When to Use Micro Contracts
Micro contracts (MES, MNQ, MYM, M2K) solve two problems for retail traders:
- Account size: allows 1% risk sizing on accounts below $25,000
- Precision: allows near-exact targeting of a specific dollar risk amount
Use micros when the full E-mini contract exceeds your dollar risk budget. Use full contracts when your account is large enough that micros become impractically numerous (more than 15–20 micro contracts per trade).
| Account Size | Recommended Contract Type | Reasoning |
|---|---|---|
| Under $10,000 | Micro only (MES, MNQ) | Full contracts too large |
| $10,000–$25,000 | Micro primary, mix for precision | Flexibility |
| $25,000–$75,000 | Mix of micro and full | Precise risk targeting |
| Above $75,000 | Full contracts primarily | Micro impractical at scale |
Margin vs Position Size
Futures margin requirements (the deposit held by your broker per contract) are NOT your position size. Margin determines whether your account can hold the position; it has nothing to do with your risk calculation.
Don’t confuse margin with risk:
- ES initial margin: ~$12,000 (varies by broker)
- ES 1% risk at $50,000 account: $500 → 1–2 contracts
- Both constraints apply: you need the margin AND the risk must be within your limit
Some brokers offer “day trading margin” at 10–20% of the normal margin. This allows holding more contracts than your risk limit should permit. Always size by risk calculation, not by margin availability.
Frequently Asked Questions
How do I calculate futures contract size? Contracts = Dollar Risk ÷ (Stop Ticks × Tick Value). Round down to the nearest whole number.
What is tick value? The dollar amount gained or lost when price moves by the minimum price increment (one tick). ES tick = $12.50. NQ tick = $5.00. These are exchange-defined and fixed.

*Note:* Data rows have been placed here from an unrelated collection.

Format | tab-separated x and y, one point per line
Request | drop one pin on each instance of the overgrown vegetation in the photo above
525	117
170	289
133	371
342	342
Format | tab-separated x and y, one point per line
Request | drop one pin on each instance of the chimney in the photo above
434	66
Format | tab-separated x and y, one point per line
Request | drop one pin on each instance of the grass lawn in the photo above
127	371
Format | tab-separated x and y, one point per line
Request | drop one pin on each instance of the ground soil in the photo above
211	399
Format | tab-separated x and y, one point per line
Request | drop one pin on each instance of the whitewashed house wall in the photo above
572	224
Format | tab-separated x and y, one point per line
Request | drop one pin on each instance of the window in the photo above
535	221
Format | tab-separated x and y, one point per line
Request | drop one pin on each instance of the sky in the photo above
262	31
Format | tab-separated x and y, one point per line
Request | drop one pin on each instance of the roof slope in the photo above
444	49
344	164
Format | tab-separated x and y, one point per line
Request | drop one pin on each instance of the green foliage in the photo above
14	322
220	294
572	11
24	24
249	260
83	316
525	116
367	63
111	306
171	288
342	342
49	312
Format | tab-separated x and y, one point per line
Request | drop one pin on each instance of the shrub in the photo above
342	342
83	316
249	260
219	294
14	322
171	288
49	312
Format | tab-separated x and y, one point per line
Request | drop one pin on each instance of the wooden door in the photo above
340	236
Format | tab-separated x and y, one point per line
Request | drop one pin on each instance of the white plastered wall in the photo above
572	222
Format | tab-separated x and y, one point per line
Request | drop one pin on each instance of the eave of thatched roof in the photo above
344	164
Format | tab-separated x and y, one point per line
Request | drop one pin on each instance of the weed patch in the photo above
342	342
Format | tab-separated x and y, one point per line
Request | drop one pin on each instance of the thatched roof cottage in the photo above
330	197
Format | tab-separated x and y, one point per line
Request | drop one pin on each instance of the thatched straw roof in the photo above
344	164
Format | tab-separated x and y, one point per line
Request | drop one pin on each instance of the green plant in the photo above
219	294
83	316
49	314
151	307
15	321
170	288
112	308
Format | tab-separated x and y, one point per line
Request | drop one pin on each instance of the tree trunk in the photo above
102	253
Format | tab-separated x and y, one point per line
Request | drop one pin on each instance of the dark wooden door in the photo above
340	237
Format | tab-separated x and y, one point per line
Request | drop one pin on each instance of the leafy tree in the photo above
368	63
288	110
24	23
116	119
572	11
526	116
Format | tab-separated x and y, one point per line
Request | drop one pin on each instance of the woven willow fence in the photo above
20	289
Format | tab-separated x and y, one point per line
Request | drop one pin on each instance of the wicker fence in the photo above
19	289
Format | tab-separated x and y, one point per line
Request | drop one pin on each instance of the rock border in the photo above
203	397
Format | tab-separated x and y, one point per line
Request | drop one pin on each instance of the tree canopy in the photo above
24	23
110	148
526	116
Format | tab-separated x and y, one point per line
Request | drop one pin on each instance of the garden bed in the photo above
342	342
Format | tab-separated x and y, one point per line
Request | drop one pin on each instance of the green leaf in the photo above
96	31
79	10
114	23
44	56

How many ES contracts should I trade with $25,000? At 1% risk ($250) with a 4-point stop (16 ticks × $12.50 = $200): 1 ES contract. Risk = $200 (0.8%). At a tighter 2-point stop ($100 risk): 2 contracts at exactly 1%.
Can I trade ES futures with $10,000? Technically, if your broker allows reduced day trading margins (~$1,000). But 1% risk = $100, and a 4-point ES stop costs $200 per contract — one contract already exceeds your risk budget. Use MES (10× smaller) instead: $100 ÷ $20 per stop = 5 MES contracts.
How do I convert between micro and full contracts? 10 micro contracts = 1 full contract in tick-for-tick exposure. 10 MES = 1 ES. 10 MNQ = 1 NQ. They move identically in price terms, but micros cost 1/10th per tick.